The Dunedin album release show was followed by shows around the country, where five years of playing together and the tension around their personal circumstances fuelled an extra cathartic bevy of performances.

“The music was great,” states Ants, simply. “That tour in particular we just slayed it.”

“That was a great tour,” concurs Glen, “and hats off to Don and Karen; they stayed professional during the whole thing. We were traveling pretty tight.”

Glen’s poster for the ‘Homebaking’ tour.

Before they departed for their final tour, the writing was on the wall for the demise of the band.

“We could have kept on going; it was just too hard,” says Glen. Karen and Don broke up, but the band itself still had unfinished business. Their final batch of songs were recorded during Waitangi weekend of 2009 in Port Chalmers for the Bad Vibrations EP, with Don finally letting his personal anger out in song and Karen’s resignation to the situation made plain amongst Glen’s likable death-ditties.
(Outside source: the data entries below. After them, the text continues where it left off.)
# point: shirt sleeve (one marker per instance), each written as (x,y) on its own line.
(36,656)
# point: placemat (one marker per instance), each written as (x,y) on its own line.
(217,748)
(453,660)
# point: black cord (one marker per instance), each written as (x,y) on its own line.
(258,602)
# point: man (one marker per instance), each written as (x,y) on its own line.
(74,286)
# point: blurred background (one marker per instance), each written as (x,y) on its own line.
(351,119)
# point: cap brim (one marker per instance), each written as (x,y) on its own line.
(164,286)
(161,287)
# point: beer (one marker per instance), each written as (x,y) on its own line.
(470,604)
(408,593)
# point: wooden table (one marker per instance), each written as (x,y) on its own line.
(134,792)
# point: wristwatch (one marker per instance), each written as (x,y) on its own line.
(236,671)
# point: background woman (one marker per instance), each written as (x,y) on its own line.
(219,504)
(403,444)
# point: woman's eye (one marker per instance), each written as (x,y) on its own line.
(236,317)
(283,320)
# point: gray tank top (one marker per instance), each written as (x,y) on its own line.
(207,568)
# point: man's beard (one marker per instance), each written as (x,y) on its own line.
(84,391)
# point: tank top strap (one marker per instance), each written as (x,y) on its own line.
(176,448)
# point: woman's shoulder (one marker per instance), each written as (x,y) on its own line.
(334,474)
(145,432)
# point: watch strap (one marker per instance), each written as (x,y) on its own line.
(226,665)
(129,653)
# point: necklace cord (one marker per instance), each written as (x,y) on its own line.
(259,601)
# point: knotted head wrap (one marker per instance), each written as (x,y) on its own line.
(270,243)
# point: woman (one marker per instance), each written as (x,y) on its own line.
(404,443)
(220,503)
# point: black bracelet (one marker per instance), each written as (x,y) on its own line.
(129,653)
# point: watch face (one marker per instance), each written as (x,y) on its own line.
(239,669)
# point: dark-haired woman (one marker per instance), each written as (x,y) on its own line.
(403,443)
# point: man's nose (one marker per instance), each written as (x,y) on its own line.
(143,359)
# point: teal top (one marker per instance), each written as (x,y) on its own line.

Karen explains: “I’m glad we didn’t try to push more recording after that. We were mining too deep. We were starting to run out of examples in our lives to use in our music and we were starting to hit some heavy shit, about parents and death and stuff. So, time to take a break. Or, just stop.” Ants felt differently though.

“It didn’t feel like it had been exhausted. I was still really enjoying playing, that’s for sure,” he says.

But it had to end, and Onanon played their final show, a free entry affair at Dunedin’s underground cavern Re:Fuel in March of 2009. With a mixture of personal anger, resignation and just a mere hint of regret that it had to end this way, Onanon’s end was catharsis mixed with blithe disregard. If they have a legacy, hopefully it is of finding the joy in a blissfully dark belligerence.

“It’s anger and aggression and stuff, but in a positive way,” Don summarises. “With Onanon, it seemed the darker the material, the happier the response of the people who were into it.”

Karen’s summary of Onanon’s time is equally as succinct. “Play until it stops being fun. And it was fun for a very long time.”